Is any existing hash algorithm strong enough?
Yes; actually, any cryptographically secure hash algorithm (such as SHA-2, SHA-3, Blake2) would be plenty strong enough.
To emphasize this, let me point out that MD5 is strong enough. Now, MD5 is considered quite weak (and no one here would endorse its use); however even with its known weaknesses, it is still strong enough against this specific attack.
MD5 has a 128 bit output (contrasted with the cryptographical hash functions we use in practice, which have much larger outputs). In addition, there are known ways to generate "collisions", that is, pairs of inputs that MD5-hash to the same value. However, those methods assume that the attack has control over both inputs - in this case, the valid publisher generates the valid image and the attacker cannot alter what the publisher signs, and so the collision weakness of MD5 does not apply. MD5 has no known weaknesses to 'second preimage' attacks, or to a 'multitarget second preimage' attack (which is exactly what this is), and so the only approach the attacker has is the hash various inputs until he finds a match.

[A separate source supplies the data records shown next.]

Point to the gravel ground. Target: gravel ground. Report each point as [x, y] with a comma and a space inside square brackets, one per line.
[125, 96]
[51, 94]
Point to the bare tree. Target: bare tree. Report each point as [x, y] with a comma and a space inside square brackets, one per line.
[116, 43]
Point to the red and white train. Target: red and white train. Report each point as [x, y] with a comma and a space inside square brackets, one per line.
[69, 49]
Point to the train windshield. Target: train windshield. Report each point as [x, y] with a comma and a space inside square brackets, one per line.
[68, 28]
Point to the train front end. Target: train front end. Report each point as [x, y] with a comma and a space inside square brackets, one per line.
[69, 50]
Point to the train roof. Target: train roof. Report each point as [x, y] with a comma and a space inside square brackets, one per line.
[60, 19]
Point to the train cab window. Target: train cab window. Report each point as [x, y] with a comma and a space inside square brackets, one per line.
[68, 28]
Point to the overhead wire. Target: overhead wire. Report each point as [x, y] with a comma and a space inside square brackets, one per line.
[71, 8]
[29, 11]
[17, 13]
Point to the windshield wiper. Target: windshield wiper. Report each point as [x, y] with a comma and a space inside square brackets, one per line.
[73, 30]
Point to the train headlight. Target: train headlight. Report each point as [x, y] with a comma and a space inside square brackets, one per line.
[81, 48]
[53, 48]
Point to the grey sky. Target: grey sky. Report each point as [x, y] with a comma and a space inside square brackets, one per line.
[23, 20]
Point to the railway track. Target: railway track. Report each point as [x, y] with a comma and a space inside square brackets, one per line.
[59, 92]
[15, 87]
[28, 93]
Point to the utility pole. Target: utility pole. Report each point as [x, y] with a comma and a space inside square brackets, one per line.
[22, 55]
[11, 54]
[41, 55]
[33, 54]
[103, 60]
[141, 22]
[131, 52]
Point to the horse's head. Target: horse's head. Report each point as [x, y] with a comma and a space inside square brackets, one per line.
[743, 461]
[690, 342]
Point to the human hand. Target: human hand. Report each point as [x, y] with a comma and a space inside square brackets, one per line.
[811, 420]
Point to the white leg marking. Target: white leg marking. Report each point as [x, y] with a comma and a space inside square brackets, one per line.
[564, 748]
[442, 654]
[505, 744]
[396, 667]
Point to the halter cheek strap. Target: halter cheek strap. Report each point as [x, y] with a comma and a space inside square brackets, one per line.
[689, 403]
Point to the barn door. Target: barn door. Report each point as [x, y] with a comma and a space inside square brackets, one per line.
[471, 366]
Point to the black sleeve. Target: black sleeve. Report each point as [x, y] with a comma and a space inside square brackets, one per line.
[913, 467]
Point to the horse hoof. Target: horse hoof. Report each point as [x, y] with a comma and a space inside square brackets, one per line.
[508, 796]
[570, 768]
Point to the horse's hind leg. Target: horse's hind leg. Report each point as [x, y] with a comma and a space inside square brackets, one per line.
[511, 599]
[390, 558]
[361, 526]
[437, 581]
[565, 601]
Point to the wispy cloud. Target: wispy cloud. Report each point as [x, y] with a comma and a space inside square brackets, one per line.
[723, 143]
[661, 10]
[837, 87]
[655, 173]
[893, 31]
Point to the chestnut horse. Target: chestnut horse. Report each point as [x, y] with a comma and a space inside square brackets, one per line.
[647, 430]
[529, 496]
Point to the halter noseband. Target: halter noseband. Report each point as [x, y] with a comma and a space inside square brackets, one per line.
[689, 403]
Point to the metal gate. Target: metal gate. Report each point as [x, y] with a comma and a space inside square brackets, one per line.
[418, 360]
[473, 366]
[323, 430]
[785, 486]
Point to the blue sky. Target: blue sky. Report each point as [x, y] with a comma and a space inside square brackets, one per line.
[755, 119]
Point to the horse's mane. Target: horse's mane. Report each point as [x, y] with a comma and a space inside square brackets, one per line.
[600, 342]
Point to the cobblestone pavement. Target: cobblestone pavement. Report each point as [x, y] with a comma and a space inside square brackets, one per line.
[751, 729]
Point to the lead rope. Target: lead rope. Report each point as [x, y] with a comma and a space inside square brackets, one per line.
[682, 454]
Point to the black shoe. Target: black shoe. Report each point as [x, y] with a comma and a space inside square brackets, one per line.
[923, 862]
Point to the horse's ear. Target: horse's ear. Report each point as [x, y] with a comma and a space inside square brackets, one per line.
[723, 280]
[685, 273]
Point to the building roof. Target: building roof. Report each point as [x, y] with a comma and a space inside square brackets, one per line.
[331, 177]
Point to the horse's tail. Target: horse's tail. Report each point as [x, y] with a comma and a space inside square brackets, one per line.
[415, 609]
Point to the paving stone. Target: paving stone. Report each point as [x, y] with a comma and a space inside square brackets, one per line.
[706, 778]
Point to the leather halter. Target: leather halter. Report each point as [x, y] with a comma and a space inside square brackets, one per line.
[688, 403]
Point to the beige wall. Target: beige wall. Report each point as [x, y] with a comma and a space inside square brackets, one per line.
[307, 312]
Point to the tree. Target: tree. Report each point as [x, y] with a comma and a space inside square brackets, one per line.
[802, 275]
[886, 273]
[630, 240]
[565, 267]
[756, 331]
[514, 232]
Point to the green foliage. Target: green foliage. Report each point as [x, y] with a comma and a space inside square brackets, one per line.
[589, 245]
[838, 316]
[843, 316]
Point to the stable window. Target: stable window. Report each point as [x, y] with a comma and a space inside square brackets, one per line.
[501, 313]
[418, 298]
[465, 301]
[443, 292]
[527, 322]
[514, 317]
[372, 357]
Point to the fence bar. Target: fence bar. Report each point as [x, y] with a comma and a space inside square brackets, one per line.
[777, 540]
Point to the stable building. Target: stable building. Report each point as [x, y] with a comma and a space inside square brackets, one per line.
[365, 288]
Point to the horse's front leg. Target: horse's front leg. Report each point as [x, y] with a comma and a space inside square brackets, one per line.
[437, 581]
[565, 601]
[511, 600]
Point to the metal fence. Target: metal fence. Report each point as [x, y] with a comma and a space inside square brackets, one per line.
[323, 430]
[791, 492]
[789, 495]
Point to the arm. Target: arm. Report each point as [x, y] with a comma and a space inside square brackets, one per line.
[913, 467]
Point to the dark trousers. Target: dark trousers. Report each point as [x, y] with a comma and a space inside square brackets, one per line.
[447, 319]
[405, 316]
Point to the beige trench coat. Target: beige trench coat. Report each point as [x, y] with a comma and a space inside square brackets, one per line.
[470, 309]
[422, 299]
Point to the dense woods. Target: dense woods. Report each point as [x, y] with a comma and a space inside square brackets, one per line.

Now, we assume that there are $60,000 \approx 2^{16}$ valid signatures; if the attacker hashes a guess, that has about a $2^{-128+16} = 2^{-112}$ probability of hashing to one of the targets. In other words, to get a one-in-a-thousand chance at finding an image that hashes to one of the targets, he would need to hash about $2^{102}$ images.
Now, it is estimated that the global bitcoin mining industry evaluates about $2^{68}$ hashes per second (actually, a bit less); that means that if the attack would be able to devote all that processing [1] to attacking your system, they would need to go at it for about $2^{34}$ seconds (or about 500 years) to get up to that 1-in-a-thousand chance.
If you swap out MD5 with a real crypto hash, that 500 years turns into 'heat death of the universe' type of timeframe.
[1]: Of course, the current bitcoin mining infrastructure is built around SHA-256 - I'll ignore that detail.